Ma mère reprit courage. Un sourire illumina sa face.
- C’est exactement ce que je pensais, dit-elle en se précipitant vers l’escalier.
Elle descendit les marches à toute allure. Pour la première fois de ma vie, je la voyais courir. Je la suivis. Je ne pouvais pas espérer la gagner de vitesse. Quand j’arrivai dans le couloir d’entrée ma mère discutait déjà par l’entrebâillement de la porte avec un personnage invisible. L’ombre disait d’une voix rude :
- Il va bien, il travaille beaucoup et met tout son argent de côté. Il vous dit de ne pas vous inquiéter à son sujet. Il m’a donné ceci pour vous.
Je ne voyais pas ce qu’il remettait à ma mère par la fente de la porte.
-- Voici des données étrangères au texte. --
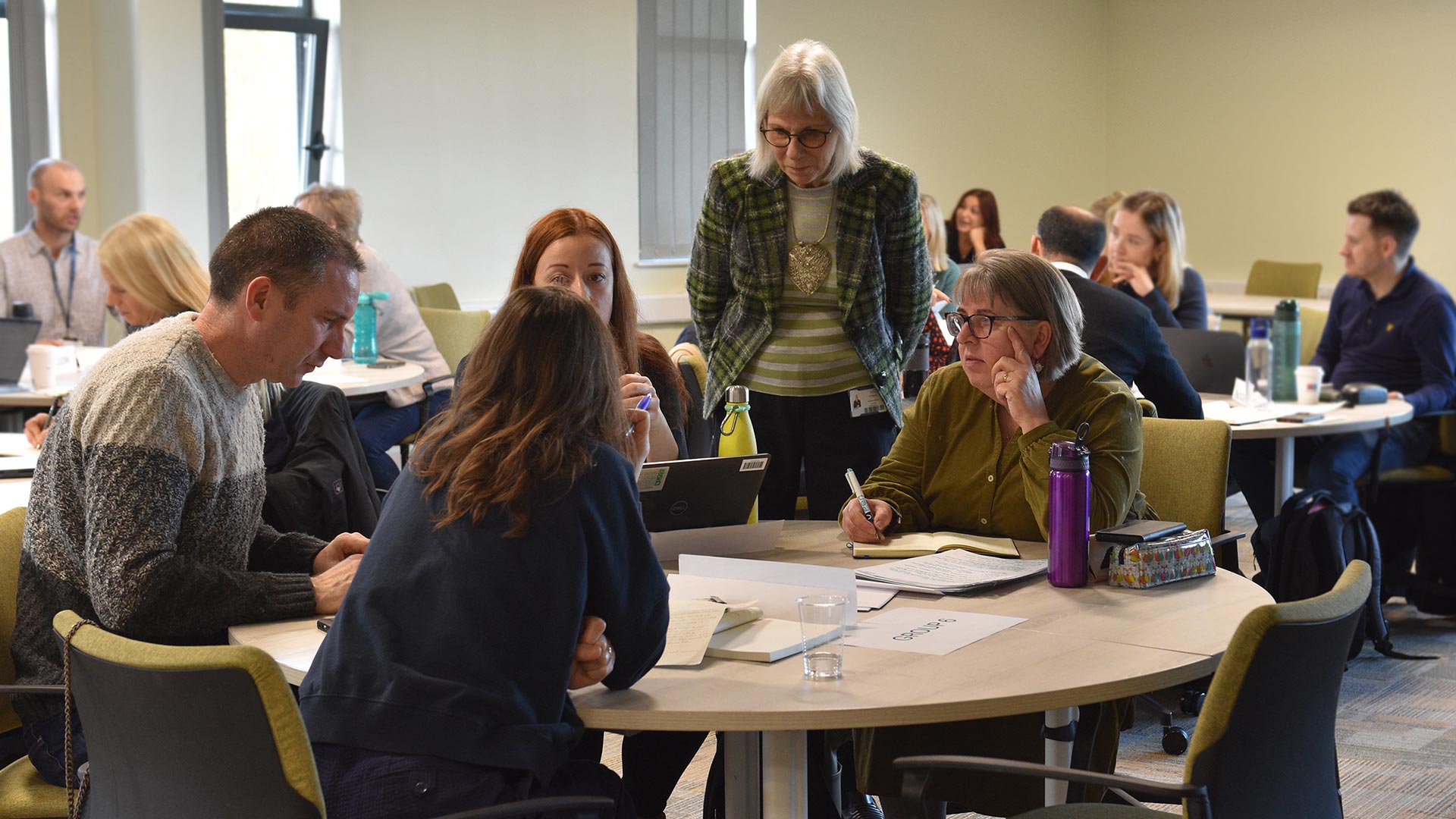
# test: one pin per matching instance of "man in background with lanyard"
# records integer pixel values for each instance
(52, 265)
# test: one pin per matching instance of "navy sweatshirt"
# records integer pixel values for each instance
(1404, 341)
(459, 642)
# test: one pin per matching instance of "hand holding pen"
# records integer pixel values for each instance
(864, 518)
(637, 436)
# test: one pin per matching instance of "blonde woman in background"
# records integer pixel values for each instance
(400, 334)
(946, 275)
(150, 275)
(1147, 260)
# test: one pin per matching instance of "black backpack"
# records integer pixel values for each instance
(1305, 548)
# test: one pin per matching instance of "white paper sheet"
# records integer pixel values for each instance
(927, 632)
(956, 570)
(691, 624)
(875, 595)
(827, 579)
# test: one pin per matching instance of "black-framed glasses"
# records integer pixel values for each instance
(808, 137)
(981, 325)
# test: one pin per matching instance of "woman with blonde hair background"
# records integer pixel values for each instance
(1147, 260)
(946, 275)
(150, 275)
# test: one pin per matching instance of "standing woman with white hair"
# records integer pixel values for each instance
(810, 283)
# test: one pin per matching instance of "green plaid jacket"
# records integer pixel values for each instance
(742, 248)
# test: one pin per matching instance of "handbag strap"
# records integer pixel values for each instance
(74, 799)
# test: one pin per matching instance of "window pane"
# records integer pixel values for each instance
(6, 149)
(264, 148)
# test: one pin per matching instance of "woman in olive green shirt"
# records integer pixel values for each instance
(973, 457)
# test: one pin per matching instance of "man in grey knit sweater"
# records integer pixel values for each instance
(146, 510)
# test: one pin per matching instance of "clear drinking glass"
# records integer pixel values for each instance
(821, 624)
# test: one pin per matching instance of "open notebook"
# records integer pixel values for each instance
(916, 544)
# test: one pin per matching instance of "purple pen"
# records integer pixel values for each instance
(644, 404)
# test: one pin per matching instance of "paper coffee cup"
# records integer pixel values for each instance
(42, 365)
(1307, 384)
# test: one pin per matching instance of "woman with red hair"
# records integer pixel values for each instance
(974, 226)
(573, 248)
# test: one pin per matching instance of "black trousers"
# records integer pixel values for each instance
(819, 436)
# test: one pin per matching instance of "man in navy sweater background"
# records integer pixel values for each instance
(1389, 324)
(1120, 330)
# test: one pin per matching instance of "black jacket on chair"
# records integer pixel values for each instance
(318, 479)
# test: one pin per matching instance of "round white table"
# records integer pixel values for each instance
(1076, 646)
(1337, 420)
(1245, 306)
(364, 379)
(353, 379)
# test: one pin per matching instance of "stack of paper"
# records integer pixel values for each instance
(951, 572)
(764, 627)
(916, 544)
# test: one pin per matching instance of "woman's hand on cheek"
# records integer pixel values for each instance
(1018, 387)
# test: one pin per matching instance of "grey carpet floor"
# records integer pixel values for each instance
(1395, 730)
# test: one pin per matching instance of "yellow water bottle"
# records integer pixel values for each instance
(736, 436)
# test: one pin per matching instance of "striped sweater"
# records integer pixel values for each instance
(146, 510)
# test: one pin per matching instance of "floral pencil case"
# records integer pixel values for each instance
(1165, 560)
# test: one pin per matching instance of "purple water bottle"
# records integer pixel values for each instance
(1069, 510)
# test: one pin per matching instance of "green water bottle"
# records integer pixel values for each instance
(1285, 334)
(736, 436)
(366, 350)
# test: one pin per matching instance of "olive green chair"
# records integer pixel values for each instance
(1293, 280)
(436, 297)
(24, 795)
(1266, 742)
(455, 333)
(1185, 466)
(204, 730)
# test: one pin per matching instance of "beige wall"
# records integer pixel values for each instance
(1266, 118)
(469, 121)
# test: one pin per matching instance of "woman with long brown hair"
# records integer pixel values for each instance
(573, 248)
(974, 228)
(509, 566)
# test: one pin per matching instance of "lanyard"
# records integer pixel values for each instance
(55, 281)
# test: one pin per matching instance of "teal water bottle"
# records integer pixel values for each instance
(366, 352)
(1285, 334)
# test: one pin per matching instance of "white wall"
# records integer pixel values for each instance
(469, 121)
(133, 110)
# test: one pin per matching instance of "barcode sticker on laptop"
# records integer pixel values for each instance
(653, 479)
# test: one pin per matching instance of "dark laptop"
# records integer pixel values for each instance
(15, 337)
(698, 493)
(1210, 359)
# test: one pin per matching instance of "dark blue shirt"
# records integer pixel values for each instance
(1120, 333)
(1404, 341)
(459, 642)
(1193, 303)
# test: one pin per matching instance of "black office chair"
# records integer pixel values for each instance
(1266, 741)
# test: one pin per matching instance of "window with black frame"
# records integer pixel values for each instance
(274, 60)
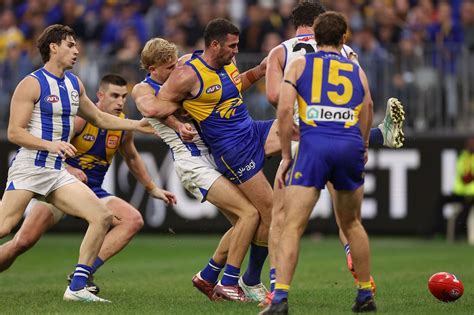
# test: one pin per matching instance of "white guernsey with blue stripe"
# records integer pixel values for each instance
(52, 118)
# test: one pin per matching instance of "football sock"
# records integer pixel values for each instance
(272, 279)
(281, 293)
(97, 263)
(364, 295)
(376, 136)
(81, 274)
(211, 272)
(258, 254)
(231, 275)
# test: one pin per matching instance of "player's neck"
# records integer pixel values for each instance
(54, 68)
(206, 56)
(304, 30)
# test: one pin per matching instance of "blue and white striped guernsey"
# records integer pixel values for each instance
(52, 118)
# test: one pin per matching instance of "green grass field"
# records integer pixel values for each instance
(153, 276)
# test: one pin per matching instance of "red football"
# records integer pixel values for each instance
(445, 286)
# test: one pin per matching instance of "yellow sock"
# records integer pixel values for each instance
(281, 286)
(365, 285)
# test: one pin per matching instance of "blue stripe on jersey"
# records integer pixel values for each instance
(46, 117)
(66, 106)
(286, 56)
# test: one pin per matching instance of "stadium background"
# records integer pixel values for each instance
(419, 51)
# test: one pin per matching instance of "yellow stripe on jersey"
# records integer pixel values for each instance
(210, 96)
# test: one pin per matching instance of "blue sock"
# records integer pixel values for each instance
(272, 279)
(231, 275)
(376, 136)
(347, 249)
(364, 295)
(258, 254)
(97, 263)
(279, 296)
(81, 274)
(211, 272)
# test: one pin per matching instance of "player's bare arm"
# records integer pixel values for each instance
(251, 76)
(92, 114)
(274, 74)
(285, 113)
(26, 94)
(137, 167)
(144, 95)
(366, 113)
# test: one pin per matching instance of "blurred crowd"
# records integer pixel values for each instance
(408, 48)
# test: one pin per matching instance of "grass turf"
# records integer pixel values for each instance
(153, 276)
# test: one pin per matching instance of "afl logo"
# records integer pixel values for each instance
(213, 88)
(88, 137)
(51, 98)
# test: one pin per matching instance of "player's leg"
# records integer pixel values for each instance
(126, 223)
(390, 132)
(299, 202)
(13, 206)
(258, 190)
(84, 205)
(40, 218)
(347, 205)
(244, 217)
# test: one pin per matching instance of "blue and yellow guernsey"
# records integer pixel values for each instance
(218, 107)
(330, 95)
(96, 148)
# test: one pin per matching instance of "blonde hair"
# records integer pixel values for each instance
(157, 51)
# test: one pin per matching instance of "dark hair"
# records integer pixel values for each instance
(112, 78)
(53, 34)
(305, 13)
(329, 29)
(217, 29)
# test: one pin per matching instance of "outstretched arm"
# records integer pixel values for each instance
(274, 74)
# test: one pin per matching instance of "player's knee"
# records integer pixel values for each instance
(4, 231)
(23, 243)
(135, 222)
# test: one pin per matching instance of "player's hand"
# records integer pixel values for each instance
(158, 193)
(295, 135)
(186, 132)
(78, 173)
(145, 127)
(281, 172)
(62, 148)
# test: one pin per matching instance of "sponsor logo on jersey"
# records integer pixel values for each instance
(75, 96)
(246, 168)
(213, 88)
(112, 141)
(51, 98)
(88, 137)
(328, 113)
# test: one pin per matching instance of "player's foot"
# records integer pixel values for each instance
(268, 299)
(280, 308)
(207, 288)
(230, 293)
(82, 295)
(256, 293)
(90, 285)
(392, 125)
(365, 306)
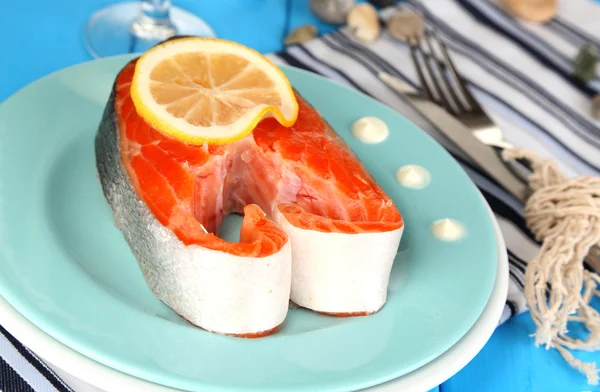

Ma mère retroussa le bas de sa robe et serra précieuse- ment dans ses plis le trésor que lui remettait l’inconnu.

- Il y a encore ceci, dit la voix. C’est tout. Je quitte la ville demain matin, je verrai le maalem Abdeslem dès mon arrivée au douar. Que dois-je lui dire de ta part ?
- Dis-lui que Sidi Mohammed va beaucoup mieux.
- Louange à Dieu ! Sa santé l’inquiétait beaucoup. Je m’en vais ; restez en paix.
- La paix t’accompagne, messager de bon augure.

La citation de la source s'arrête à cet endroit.